Imam Syafi’i berkata: Jika seseorang menggadaikan seorang budak (laki-laki dan perempuan) yang keluar (murtad) dari Islam dan telah diterima oleh penerima gadai, maka gadai ini sah. Si budak dapat disuruh bertaubat, Jika tidak mau, ia dapat dibunuh atas dasar murtad. Demikian pula bila si budak menyamun dan membunuh, maka ia dapat dibunuh; dan jika membunuh, maka tangannya dapat dipotong. Begitu juga apabila si budak melakukan kejahatan yang dapat dijatuhi hukuman tertentu (had), maka had ini harus ditegakkan. Pada semua keadaan ini si budak tetap berstatus gadai, baik hukuman dibatalkan atasnya atau dibekukan karena sebab-sebab tertentu, sebab ini adalah hak Allah Ta ’ala dan bukan hak manusia.
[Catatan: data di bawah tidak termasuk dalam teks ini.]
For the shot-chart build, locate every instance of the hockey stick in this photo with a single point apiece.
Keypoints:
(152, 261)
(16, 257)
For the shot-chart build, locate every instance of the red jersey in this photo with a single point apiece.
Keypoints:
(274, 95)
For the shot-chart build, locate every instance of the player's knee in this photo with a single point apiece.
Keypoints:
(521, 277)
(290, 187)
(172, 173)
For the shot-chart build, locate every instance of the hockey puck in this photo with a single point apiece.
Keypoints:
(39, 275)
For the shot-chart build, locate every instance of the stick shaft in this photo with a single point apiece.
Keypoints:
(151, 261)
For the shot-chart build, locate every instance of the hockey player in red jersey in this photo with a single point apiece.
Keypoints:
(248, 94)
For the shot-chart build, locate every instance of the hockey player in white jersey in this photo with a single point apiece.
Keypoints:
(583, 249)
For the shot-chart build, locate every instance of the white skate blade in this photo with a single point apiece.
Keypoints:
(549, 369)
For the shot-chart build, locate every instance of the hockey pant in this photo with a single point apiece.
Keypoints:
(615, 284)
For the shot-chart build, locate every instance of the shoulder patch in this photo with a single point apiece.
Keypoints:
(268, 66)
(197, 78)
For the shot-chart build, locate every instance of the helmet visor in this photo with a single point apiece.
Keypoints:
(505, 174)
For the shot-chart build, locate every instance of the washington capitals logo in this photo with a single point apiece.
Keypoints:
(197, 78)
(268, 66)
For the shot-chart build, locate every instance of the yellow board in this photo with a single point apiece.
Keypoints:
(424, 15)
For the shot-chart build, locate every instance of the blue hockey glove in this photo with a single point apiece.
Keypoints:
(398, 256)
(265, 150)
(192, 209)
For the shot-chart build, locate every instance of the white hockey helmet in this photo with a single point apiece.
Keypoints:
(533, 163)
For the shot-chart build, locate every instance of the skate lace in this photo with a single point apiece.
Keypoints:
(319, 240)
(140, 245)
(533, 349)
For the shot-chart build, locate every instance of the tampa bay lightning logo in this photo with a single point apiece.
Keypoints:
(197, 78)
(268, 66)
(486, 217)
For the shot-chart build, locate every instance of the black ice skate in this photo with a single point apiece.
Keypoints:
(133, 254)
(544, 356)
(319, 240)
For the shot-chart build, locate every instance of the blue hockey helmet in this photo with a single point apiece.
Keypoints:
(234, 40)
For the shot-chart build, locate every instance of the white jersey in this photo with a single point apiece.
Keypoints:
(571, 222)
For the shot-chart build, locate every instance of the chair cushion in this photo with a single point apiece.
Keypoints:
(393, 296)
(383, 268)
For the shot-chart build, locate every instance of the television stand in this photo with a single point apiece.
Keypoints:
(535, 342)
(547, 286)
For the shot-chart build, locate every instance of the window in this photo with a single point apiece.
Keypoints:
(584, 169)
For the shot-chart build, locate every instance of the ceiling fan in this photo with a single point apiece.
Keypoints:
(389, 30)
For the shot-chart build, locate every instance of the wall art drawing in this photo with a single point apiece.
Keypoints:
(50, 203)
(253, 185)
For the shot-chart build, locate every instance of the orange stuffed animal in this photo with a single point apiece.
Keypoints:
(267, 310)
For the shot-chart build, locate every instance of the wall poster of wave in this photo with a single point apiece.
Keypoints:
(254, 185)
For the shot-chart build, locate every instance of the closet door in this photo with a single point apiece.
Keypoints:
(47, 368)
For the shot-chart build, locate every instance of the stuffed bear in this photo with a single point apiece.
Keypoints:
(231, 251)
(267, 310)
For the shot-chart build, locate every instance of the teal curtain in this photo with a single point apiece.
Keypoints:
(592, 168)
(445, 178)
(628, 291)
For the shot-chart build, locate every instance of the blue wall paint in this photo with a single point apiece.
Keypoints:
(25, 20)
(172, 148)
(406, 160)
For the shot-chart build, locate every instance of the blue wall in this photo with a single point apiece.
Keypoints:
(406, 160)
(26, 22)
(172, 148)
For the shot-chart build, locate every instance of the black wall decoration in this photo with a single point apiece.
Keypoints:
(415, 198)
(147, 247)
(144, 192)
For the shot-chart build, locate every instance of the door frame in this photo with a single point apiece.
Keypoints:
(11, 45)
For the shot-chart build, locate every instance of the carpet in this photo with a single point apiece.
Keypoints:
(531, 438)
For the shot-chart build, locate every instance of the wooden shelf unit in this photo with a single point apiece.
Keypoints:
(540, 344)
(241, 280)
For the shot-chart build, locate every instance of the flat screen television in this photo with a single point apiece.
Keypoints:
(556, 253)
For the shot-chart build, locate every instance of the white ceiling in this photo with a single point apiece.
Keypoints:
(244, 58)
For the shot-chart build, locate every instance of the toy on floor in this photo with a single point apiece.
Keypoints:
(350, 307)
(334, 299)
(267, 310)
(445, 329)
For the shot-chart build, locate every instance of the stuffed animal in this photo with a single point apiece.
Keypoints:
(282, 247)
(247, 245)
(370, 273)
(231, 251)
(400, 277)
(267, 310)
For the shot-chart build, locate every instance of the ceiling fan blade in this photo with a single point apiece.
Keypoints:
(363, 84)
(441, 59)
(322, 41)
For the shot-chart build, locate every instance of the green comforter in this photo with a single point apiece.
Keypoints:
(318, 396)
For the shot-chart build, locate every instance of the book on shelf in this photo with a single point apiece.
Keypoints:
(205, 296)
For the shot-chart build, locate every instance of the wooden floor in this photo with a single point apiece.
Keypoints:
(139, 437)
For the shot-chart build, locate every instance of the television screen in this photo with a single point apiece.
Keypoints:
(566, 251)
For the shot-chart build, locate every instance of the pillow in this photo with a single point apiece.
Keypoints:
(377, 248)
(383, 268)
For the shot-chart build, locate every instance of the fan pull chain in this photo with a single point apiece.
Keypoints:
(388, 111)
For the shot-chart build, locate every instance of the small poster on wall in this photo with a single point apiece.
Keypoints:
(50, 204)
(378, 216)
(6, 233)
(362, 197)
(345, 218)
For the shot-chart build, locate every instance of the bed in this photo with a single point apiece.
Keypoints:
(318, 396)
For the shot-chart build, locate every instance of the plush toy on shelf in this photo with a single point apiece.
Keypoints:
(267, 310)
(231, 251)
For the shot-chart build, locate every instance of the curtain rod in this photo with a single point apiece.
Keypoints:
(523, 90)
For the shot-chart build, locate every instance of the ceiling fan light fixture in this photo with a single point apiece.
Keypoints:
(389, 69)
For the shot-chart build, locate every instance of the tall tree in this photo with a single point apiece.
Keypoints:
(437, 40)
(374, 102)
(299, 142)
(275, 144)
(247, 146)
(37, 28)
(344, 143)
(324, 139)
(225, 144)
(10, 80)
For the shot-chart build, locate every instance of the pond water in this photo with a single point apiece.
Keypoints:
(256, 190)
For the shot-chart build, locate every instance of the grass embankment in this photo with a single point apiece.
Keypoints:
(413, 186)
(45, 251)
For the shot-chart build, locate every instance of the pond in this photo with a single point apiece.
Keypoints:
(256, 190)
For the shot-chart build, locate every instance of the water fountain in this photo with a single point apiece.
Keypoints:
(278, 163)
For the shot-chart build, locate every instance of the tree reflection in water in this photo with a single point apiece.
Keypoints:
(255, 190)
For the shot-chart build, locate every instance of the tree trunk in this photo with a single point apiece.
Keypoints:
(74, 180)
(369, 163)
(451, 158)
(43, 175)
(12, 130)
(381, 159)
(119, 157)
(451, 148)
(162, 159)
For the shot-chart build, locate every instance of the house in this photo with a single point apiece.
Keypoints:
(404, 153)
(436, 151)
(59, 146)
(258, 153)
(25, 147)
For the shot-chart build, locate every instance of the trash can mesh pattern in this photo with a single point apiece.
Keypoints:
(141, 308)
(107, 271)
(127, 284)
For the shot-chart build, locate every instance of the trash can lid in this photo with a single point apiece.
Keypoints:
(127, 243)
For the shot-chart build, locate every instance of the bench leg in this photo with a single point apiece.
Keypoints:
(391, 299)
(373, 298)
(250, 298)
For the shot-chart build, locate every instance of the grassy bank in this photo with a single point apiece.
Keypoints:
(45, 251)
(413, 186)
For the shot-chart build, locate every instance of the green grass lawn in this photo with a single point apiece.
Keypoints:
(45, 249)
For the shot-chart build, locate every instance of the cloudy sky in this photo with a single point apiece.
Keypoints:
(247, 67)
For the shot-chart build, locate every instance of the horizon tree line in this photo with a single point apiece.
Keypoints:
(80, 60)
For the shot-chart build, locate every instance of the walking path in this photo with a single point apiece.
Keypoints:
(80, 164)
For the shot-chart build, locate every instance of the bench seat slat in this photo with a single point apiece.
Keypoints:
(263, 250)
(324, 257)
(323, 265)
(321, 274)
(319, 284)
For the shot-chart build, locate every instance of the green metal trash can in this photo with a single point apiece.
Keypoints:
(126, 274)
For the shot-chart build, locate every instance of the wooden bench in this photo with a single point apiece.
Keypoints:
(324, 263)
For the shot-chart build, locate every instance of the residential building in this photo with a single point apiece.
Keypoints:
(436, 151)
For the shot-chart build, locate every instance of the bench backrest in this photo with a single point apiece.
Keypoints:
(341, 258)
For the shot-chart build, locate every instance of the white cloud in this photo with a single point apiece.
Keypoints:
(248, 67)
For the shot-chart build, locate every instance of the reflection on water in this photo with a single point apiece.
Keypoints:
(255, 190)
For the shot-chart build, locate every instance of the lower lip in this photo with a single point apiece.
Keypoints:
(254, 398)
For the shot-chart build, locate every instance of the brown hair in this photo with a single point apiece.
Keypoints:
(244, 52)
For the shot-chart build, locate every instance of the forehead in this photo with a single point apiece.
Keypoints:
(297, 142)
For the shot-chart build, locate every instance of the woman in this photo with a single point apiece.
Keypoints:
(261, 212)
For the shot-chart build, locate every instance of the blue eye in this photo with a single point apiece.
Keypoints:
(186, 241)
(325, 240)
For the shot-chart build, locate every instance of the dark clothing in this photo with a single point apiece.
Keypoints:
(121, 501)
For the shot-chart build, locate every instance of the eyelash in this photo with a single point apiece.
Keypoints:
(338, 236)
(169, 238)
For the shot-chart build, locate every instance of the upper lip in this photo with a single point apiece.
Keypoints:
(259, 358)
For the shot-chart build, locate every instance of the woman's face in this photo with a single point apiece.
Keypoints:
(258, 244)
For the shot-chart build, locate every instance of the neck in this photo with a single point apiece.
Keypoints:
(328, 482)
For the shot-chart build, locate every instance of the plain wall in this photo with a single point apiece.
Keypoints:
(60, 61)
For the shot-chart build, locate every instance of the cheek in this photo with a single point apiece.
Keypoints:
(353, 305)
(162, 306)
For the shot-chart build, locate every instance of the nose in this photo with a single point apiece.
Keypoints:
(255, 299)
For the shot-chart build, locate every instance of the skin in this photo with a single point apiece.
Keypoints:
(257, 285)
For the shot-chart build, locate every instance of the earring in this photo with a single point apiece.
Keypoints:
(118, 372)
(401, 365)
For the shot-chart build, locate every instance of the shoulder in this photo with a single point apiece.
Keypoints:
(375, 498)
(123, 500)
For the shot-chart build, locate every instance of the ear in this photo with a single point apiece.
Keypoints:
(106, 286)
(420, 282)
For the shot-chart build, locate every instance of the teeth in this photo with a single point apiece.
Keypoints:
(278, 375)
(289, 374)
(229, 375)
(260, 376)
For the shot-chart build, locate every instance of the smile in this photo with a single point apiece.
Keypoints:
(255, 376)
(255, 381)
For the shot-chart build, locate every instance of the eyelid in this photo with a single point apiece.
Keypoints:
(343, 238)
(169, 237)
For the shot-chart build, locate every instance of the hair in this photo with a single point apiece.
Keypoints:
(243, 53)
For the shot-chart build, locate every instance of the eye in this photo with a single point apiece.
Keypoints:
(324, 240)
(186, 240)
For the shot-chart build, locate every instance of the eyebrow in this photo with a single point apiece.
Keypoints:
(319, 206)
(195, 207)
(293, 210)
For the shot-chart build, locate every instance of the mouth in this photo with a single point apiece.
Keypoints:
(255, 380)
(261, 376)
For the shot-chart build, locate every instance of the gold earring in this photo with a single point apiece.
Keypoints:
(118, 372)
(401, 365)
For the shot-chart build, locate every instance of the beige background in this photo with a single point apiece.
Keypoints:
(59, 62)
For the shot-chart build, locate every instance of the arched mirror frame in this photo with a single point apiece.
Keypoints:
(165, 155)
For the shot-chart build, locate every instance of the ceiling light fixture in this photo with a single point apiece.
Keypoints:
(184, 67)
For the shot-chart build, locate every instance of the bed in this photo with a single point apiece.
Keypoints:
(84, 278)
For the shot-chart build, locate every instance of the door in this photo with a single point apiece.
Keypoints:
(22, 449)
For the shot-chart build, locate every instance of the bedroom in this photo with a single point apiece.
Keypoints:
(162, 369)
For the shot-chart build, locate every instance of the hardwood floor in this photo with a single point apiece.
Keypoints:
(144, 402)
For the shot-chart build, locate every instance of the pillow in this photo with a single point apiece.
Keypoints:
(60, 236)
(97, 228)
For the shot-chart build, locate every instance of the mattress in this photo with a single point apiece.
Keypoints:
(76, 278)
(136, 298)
Imam Syafi’i berkata: Apabila seseorang menggadaikan budak miliknya yang telah ia merdekakan sejak setahun atau lebih, maka gadai ini dapat dibatalkan, karena si budak telah merdeka. Hal ini berlaku pada budak yang dijanjikan akan merdeka setelah majikannya meninggal dunia (mudabbar). Gadai pada kondisi ini tidak diperbolehkan bagaimanapun keadaannya. Apabila seseorang menggadaikan budak yang ia beli dengan cara yang tidak sah, maka gadai dinyatakan batal, karena penggadai tidak memiliki apa yang ia gadaikan.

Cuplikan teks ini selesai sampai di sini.